How big is $\operatorname{Aut}(\operatorname{Spec} \Bbb C)$? Well, it depends what type of maps you consider. If you consider $\Bbb C$-algebra maps, then the unique automorphism is the identity. If you consider $\Bbb R$-algebra maps, then there are two automorphisms: the identity and complex conjugation. If you consider general ring maps, there are at least $2^{2^{\aleph_0}}$ automorphisms: pick a transcendence basis for $\Bbb C$ over $\Bbb Q$, and permute the transcendence basis. That's too many automorphisms, in that it doesn't correspond to the geometric picture we want - if we're trying to generalize classical algebraic geometry, a single (closed, reduced) point shouldn't have any automorphisms.

Answer 2

Question: "Why should we prefer that? The professor mentioned that was because we want to avoid "weird" automorphism of k. I couldn't understand what he was trying to explain by that. Could anyone explain this a bit more details? Some concrete example would be great. Thank you!"
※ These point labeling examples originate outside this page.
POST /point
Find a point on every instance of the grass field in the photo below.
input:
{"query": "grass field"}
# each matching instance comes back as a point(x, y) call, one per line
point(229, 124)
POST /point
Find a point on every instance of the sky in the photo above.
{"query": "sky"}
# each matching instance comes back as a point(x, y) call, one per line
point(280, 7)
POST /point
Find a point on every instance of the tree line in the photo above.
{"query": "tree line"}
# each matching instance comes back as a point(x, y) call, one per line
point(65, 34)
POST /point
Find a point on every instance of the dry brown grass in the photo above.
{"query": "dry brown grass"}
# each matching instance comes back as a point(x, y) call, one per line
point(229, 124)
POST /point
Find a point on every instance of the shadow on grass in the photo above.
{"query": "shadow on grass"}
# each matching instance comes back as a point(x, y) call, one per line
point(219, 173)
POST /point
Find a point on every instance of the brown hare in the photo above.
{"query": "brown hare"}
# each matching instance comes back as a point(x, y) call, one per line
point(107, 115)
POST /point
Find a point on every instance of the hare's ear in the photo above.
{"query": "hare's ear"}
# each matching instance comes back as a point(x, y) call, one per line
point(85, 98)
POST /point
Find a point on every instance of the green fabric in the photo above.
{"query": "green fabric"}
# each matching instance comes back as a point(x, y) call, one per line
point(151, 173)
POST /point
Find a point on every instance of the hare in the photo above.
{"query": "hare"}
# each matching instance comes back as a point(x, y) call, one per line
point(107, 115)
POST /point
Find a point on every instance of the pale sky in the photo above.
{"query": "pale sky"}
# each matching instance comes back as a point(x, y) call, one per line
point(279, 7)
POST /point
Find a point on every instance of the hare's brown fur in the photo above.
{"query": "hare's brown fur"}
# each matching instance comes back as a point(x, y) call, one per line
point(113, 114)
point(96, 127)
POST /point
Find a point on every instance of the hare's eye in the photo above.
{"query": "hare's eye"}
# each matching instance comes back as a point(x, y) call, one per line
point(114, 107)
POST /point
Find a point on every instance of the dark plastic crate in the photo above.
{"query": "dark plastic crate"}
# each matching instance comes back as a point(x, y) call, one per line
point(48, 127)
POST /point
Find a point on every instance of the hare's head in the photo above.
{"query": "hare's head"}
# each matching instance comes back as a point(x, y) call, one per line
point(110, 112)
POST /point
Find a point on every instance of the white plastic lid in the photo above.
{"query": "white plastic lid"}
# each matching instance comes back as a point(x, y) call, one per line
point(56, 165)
Answer: Any pair of schemes $X,Y$ have canonical maps to $S:=Spec(\mathbb{Z})$ and any map $f: X\rightarrow Y$ is defined over $S$. Hence you may view an arbitry map of schemes as maps over the integers $\mathbb{Z}$. When working over a field $k$ you change your base scheme $S$ to $T:=Spec(k)$. There is a canonical map $\phi: \mathbb{Z}\rightarrow k$ mapping $\phi(m)=\phi(1+ \cdots + 1)=m\phi(1)=m\in k$. Hence the map $X \rightarrow S$ factors canonically as $X \rightarrow T \rightarrow S$. Hence when you are not working over a field $k$ you are working over $\mathbb{Z}$.

Example 1: If $k:=\mathbb{Q} \subseteq K:=\mathbb{Q}(i)$ you may look at two groups:

$$End_k(K)\text{ and }End_K(K).$$

Since $dim_k(K)=2$ it follows $End_k(K)=Mat(2,k)$ is the ring of $2\times 2$-matrices with coefficients in $k$ and $End_K(K)\cong K\cong k^2$. Hence when you change base field the situation changes.

Example 2: A map $\phi^*: Spec(K) \rightarrow Spec(K)$ defined over $k$ is given by an automorphism $\phi \in G(K/k)$ and there is only one map defined over $K$ - the identity map. The Galois group $G(K/k)$ enters in various formulas in algebraic number theory and arithmetic geometry, and when you change the base field, the set of morphisms changes and this relates to the Galois group.

Example 3: If $V\cong \mathbb{k}^{n+1}$ is a vector space over a field $k:=\mathbb{k}$, it follows there is a 1-1 correspondence between maps (over $k$)

$$ x: Spec(k) \rightarrow \mathbb{P}(V^*)$$

and lines $l_{x} \subseteq V$. Hence the $k$-rational points $x \in \mathbb{P}(V^*)(k)$ correspond 1-1 to lines $l_x \subseteq V$. This reflects the fact that projective space $\mathbb{P}(V^*)$ is a parameter space - it parametrize lines in $V$.